Last week I came across a really interesting manuscript about gender and self-citation. I had seen some related commentary in Nature that prompted me to do some reading, and I also happened to find the title of the manuscript both humorous and inviting (“Men set their own cites high: Gender and self-citation across fields and overtime”).
Stanford University sociologist Molly M. King and colleagues set out to determine the frequency of self-citation in scholarly publication and whether the practice varies by gender (
The researchers found that about one in 10 references is a self-citation. And who are the worst offenders by discipline, you wonder? It turns out that, of the areas included in the study, molecular biology is the major academic field showing the highest self-citation rate at 17.6%, versus classical studies at 5.6% at the other side of the spectrum.
It’s probably also not unexpected that men self-cite 56% more than women do, even after accounting for gender differences in authorship.
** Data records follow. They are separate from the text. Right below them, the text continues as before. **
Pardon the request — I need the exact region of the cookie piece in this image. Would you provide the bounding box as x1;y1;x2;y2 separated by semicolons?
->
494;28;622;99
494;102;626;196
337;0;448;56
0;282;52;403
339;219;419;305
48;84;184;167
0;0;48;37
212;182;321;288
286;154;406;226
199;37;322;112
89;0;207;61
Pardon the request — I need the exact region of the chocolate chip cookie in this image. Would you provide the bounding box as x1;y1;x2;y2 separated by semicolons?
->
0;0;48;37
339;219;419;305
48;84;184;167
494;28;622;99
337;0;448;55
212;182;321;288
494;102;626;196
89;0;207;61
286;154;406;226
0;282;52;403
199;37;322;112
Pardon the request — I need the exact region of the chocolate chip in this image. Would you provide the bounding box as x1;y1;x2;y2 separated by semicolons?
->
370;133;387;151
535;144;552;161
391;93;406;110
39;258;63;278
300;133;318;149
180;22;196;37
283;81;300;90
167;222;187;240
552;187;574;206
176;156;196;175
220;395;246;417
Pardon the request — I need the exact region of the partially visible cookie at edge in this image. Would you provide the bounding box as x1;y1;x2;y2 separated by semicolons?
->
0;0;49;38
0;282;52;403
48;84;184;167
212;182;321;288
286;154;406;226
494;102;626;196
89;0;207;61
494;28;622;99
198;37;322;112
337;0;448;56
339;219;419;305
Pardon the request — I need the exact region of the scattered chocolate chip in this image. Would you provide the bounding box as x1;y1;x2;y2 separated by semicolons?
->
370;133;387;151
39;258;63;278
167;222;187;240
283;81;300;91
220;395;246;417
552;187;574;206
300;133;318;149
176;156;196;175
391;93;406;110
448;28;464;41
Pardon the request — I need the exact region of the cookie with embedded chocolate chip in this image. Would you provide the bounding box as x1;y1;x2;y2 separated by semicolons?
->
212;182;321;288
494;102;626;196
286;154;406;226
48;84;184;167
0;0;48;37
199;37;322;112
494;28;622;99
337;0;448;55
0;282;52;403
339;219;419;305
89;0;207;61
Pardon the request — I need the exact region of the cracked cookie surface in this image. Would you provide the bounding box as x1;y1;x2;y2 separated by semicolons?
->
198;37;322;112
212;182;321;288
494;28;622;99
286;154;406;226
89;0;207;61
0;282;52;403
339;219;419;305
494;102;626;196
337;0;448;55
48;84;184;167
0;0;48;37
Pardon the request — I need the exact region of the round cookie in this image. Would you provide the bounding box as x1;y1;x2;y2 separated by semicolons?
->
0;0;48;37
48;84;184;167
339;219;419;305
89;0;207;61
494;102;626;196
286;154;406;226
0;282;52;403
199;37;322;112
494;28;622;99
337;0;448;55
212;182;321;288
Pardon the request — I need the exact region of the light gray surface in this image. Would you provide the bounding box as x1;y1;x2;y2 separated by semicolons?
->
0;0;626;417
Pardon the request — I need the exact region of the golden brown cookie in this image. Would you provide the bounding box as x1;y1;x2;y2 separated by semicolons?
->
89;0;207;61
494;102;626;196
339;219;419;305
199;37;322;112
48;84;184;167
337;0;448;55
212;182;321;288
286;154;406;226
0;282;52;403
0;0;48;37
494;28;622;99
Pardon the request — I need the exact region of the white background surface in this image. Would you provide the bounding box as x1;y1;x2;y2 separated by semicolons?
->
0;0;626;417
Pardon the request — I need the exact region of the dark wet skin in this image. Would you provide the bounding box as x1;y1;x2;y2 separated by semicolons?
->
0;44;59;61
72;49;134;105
What I found surprising is that in the past two decades alone, men self-cite 70% more than women. And women are 10% more likely to not cite their own past work at all.
It looks like self-promotion is more common for men, and they are getting better at it. The authors speculate that this tendency could be due to a variety of factors including men self-assessing their own abilities more positively than women, men perceiving fewer “social penalties” associated with self-promotion, men being more likely to specialize in niche academic subfields for which the universe of relevant papers to cite is smaller, and men publishing more papers over their careers and thus having more work to cite.
Whatever the reasons for this gap in self-citation, what is clear is that greater self-citation increases citation count, thereby increasing the perceived quality of a paper. Citations and the ability to publish in a high-impact-factor journal are—rightly or wrongly—some of the productivity measures that are regularly used to assess the work of research scholars. Of course, it would be naïve to think that gender disparity in self-citations has no serious implications; in fact, it is likely to have a significant impact for women in academia in terms not only of visibility, but also of pay and career progression.
As the authors state, self-citation should not be demonized. After all, it is one of the “few direct ways an academic can increase his or her citation count.” Like everything, it should be done in moderation and only when appropriate. But there is an opportunity for female academics to make some adjustments in this area. If nothing else, it is useful to have a benchmark of what is acceptable. More broadly, these results should encourage female scholars to look at self-promotion in a different light. Men are more proactive with it and it pays off. This, in combination with a greater ability to articulate their aspirations and ask for raises and promotions means they tend to advance faster and higher up the academic chain. Of course, there is more to this than meets the eye. But it is clear that female academics must give their achievements greater visibility if they seek to advance (see, for example, page 35). Well, you can start now: When writing your next paper, consider your references and “set your cites high.”